Museum of Art acquires self-portrait of photomontage pioneer

Hoch

Senior curator Ihor Holubizky, left, and Museum director Carol Podedworny, right, take a first look at the Hannah Höch self-portrait after unpacking it at the McMaster Museum of Art.


The McMaster Museum of Art has landed a piece by one of the first artists to “Photoshop” images.

The Museum has acquired a 1931 self-portrait by German artist Hannah Höch – one of the pioneers of photomontage.

Artists including Höch originated photomontage by manually cutting and joining two or more photographs into a final image. The technique is now often performed with the popular photo editing software Photoshop.

The self-portrait is the first work by the artist to enter the collection, adding to the Museum’s considerable Expressionist and Weimar period holdings. It could also be the only Höch painting in a Canadian public collection.

“We are thrilled,” says Museum director Carol Podedworny. “For a collection built on important early 20th century German art, this Hannah Höch is long overdue.”

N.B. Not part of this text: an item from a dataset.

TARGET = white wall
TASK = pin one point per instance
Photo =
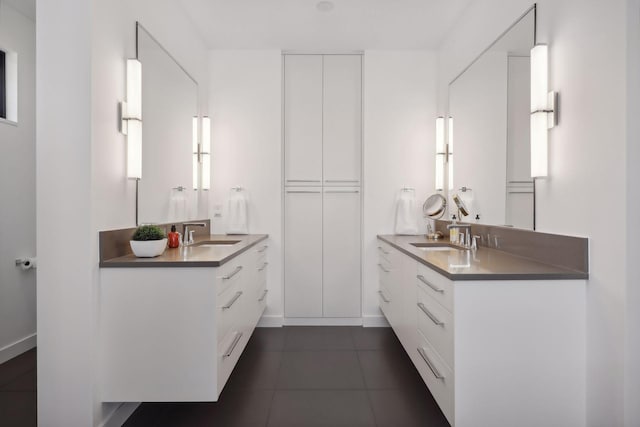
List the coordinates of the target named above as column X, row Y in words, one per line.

Höch, born in 1889, studied design and graphic art in Berlin prior to the First World War and was a member of the avant-garde art movement known as Dada – though she was never fully accepted by her peers.

“It was not easy for a woman to make it as a modern artist in Germany [and] most of the male colleagues considered us for a long time a charming, gifted amateurs,” she said in a 1959 interview.

She died in 1978 and is now recognized as having developed a distinct visual language that addressed the social attitudes of the modern age and women as subjects.

The Museum of Art has added more than 100 new works of art to its internationally recognized collection over the past year. It now houses approximately 7,000 objects.

The portrait was purchased with funds from the Donald Murray Shepherd Trust.